Last Friday evening and Saturday Prince George held a Global Leadership Summit created by the Leadership Centre Willow Creek Canada.  Several churches in the city worked together to sponsor the event held at the Lakewood Alliance Church.  About 125 people registered to attend the Summit which is a shorter version of a larger similar simulcast event held by the Association in various cities in the U.S. and Canada each year in August.  The purpose of the Global Leadership Summit (GLS) and the larger annual event is to equip Christian leaders with more effective tools for leadership in a whole variety of contexts.

The Summit is a high quality event profiling some of the best International leaders through their speaking presentations or through interviews.  In the GLS this year, Bill Hybels, Senior Pastor of the Willow Creek Church in Chicago, provided the key-note address on how to manage in the midst of rough seas and rogue waves.  Using the recent economic depression as a rogue-wave illustration he spoke of the philosophical, economical, relational and personal impact of this experience.  Rogue waves test a leader’s ability to manage constructively in these matters when they occur.  To navigate these experiences successfully, we need to be willing to change how we think about our concern for others, our own finances, and our emotional well-being.  By vigilant means of spiritual disciplines we need to be prepared for these challenges.

Wess Stafford, president of Compassion International shared a most moving account of how God redeemed his experience of child-hood abuse in an African residential mission school for a vision to alleviate suffering among the poor children of the world.   His conviction is that while children are the greatest victims of poverty in the world, properly cared for they can become our greatest resource for change.  His story hi-lights the tremendous importance of forgiveness in dealing with the pain of our lives caused by the abuse of others. 

David Gergen, the well-known political analyst for CNN and PBS, in an interview with Bill Hybels, had a lot of practical things to say about the nature of leadership including the need to step back occasionally to get perspective on what we are leading.  Defining leadership as persuading others to work with others on shared goals, he emphasized the significance of personal character traits in leadership such as self-discipline, physical fitness, daily reflection, and living in loving relationships. 

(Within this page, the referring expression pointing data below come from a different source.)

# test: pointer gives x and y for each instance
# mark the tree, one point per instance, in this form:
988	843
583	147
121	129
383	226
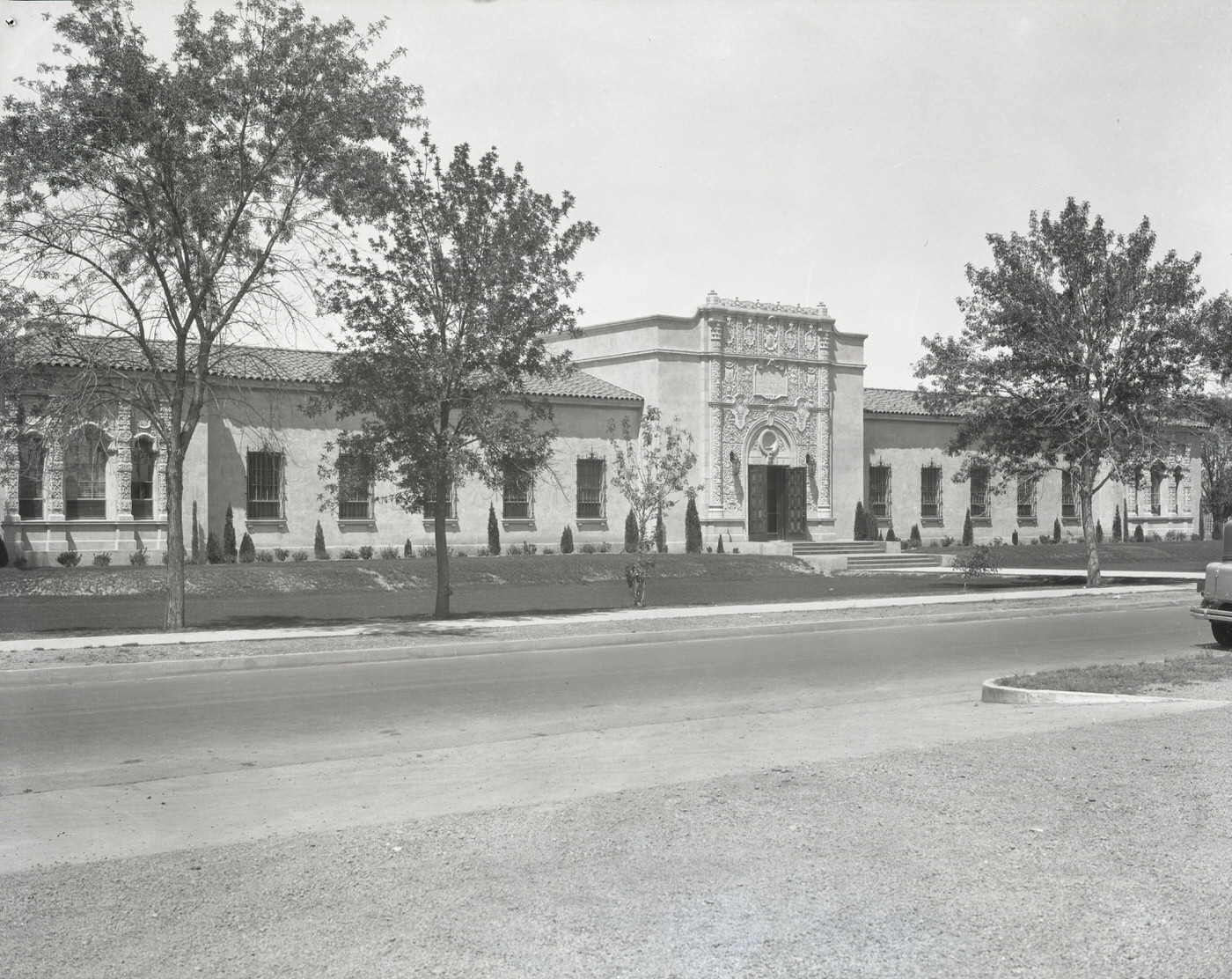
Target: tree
493	532
652	467
446	319
1075	353
170	206
693	526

For me, one of the most forceful and articulate speakers was Gary Hamel who leads significantly in Management Innovation for businesses and for the Church.  The biggest problem for most organizations, businesses and the church, he believes, is that they fail to deal forthrightly with their own lack of progress.  To overcome inertia, leaders must be ruthless in asking tough questions about what is really happening, must be willing to question established ideas and beliefs, and must be prepared to listen to the people they are trying to lead.  Applied to most churches this means that pastors and church leaders have to get serious about their lack of progress, influence, and growth; have to be willing to change the way they think and do things; and have to open their hearts and minds to the creative thinking of people in the church.  Authoritarian structures of leadership in churches must give way to those that are more genuinely democratic.